This moisturizing mask has a lush texture that could bring immediate relief to dry, parched skin, but the longer you leave it on, the more your skin could be at risk of irritation (and collagen breakdown) from the many fragrant oils this contains. Peppermint, rosemary, sage, and thyme work much better for cooking than they do when applied to skin because each contains volatile fragrance ingredients that serve as a source of irritation (see More Info for details).
Adding to this product’s ultra-bad formulation is its jar packaging, which will diminish the effectiveness and stability of the good ingredients in this mask (refer to More Info to find out why). So, in the end, this is a mask you can leave at the spa. (And make sure the spa technician doesn’t apply it to you when you’re getting a facial!)
- Contains some good emollients to help restore and replenish dry skin.
- A mix of potent fragrant oils serves as a source of skin irritation, not benefits.

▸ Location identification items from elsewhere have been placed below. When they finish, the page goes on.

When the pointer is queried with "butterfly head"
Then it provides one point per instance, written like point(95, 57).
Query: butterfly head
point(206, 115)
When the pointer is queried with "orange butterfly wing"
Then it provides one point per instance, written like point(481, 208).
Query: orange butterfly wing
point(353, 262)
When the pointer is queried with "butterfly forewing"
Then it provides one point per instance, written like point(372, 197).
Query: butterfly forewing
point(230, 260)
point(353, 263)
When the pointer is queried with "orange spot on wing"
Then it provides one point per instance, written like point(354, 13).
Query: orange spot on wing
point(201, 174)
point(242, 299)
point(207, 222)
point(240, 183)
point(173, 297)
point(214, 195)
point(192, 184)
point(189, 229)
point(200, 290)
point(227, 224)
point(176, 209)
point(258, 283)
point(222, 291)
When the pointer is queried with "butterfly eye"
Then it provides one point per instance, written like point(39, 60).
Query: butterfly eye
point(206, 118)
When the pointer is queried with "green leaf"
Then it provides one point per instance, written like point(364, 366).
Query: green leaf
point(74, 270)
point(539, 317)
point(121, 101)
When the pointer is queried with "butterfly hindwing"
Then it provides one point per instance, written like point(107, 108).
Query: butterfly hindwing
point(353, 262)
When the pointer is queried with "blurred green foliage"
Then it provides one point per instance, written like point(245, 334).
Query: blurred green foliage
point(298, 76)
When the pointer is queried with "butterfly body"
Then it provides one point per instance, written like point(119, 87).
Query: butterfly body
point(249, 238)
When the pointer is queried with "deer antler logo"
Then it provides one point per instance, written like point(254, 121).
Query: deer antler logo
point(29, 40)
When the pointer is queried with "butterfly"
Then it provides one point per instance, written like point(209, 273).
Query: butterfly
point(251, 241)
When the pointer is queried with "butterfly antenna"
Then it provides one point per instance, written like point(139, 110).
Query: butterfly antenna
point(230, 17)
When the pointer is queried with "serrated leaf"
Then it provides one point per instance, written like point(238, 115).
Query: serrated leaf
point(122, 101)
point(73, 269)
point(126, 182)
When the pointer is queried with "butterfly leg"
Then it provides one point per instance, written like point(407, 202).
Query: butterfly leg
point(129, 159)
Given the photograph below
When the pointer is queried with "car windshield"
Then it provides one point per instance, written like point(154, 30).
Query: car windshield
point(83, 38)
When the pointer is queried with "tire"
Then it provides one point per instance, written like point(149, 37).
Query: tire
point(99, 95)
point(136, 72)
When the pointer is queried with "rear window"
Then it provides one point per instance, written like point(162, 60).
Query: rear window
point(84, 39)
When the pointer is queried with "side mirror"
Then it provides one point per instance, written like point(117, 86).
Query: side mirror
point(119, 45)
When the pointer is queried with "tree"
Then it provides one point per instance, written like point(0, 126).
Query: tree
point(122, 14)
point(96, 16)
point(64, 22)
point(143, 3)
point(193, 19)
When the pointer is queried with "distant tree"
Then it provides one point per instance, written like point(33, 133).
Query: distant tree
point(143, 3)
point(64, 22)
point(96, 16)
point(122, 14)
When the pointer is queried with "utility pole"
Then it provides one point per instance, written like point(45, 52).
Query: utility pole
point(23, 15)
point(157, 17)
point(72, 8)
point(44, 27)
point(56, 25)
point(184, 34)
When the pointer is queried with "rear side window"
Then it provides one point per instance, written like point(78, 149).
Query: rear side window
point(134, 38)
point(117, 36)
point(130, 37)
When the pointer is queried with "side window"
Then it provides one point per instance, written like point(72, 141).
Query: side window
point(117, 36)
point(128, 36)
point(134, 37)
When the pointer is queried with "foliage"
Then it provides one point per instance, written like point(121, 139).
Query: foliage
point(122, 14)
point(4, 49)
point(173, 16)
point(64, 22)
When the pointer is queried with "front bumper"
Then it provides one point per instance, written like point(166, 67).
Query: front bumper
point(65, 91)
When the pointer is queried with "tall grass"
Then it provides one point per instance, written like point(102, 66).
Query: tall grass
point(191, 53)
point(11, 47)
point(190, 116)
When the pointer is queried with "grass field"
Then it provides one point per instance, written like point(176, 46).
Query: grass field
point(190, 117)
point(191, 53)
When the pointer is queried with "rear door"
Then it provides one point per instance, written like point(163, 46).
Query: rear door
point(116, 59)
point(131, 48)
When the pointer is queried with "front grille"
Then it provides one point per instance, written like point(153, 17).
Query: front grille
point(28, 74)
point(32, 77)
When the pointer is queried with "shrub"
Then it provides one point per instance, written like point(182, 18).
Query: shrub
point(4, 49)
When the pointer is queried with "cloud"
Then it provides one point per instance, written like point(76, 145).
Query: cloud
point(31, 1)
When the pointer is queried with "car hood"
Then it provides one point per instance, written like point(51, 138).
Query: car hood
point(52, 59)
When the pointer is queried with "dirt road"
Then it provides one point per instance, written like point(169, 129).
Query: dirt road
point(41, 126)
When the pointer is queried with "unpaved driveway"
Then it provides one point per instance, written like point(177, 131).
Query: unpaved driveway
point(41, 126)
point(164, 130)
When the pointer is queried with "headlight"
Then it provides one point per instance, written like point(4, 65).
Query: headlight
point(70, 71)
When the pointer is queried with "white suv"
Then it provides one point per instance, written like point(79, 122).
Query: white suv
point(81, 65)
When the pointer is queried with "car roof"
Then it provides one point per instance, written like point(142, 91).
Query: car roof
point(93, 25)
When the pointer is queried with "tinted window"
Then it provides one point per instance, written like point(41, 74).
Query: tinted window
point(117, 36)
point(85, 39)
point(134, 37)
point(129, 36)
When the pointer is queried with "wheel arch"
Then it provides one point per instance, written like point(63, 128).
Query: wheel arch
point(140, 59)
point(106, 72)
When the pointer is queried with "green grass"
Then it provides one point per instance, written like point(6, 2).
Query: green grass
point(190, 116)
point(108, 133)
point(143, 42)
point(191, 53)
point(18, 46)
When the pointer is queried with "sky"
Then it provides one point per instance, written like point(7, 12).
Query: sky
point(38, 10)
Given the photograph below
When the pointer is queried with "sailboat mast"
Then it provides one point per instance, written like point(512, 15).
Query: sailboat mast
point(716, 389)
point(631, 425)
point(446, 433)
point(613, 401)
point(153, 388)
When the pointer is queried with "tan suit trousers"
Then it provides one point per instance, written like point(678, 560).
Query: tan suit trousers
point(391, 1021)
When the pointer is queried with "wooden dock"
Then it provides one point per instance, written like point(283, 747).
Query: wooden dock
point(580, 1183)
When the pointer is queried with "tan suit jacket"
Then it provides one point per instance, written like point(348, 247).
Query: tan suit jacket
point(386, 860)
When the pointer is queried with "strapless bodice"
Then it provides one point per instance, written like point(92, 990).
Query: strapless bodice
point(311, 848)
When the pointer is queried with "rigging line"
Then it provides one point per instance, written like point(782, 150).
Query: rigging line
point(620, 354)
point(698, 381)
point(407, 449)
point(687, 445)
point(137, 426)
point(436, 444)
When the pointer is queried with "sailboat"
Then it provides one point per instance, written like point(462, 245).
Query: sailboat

- Jar packaging won’t keep key ingredients stable during use.
Irritation, including from fragrant oils, whether you see it on the surface of your skin or not, causes inflammation and as a result impairs healing, damages collagen, and depletes the vital substances your skin needs to stay young. For these reasons, it is best to eliminate, or minimize as much as possible, your exposure to known skin irritants, especially when there are brilliant formulas available that do not include these types of problematic ingredients (Sources: Inflammation Research, December 2008, pages 558–563; Skin Pharmacology and Physiology, June 2008, pages 124–135, and November-December 2000, pages 358–371; Journal of Investigative Dermatology, April 2008, pages 15–19; Journal of Cosmetic Dermatology, March 2008, pages 78–82; Mechanisms of Ageing and Development, January 2007, pages 92–105; and British Journal of Dermatology, December 2005, pages S13–S22).
The fact that this mask is packaged in a jar means the beneficial ingredients won't remain stable once it is opened. All plant extracts, vitamins, antioxidants, and other state-of-the-art ingredients break down in the presence of air, so once a jar is opened and lets the air in, these important ingredients begin to deteriorate. Jars also are unsanitary because you’re dipping your fingers into them with each use, adding bacteria, which further deteriorate the beneficial ingredients (Sources: Free Radical Biology and Medicine, September 2007, pages 818–829; Ageing Research Reviews, December 2007, pages 271–288; Dermatologic Therapy, September-October 2007, pages 314–321; International Journal of Pharmaceutics, June 12, 2005, pages 197–203; Pharmaceutical Development and Technology, January 2002, pages 1–32; International Society for Horticultural Science, www.actahort.org/members/showpdf?booknrarnr=778_5; Beautypackaging.com, and www.beautypackaging.com/articles/2007/03/airless-packaging.php).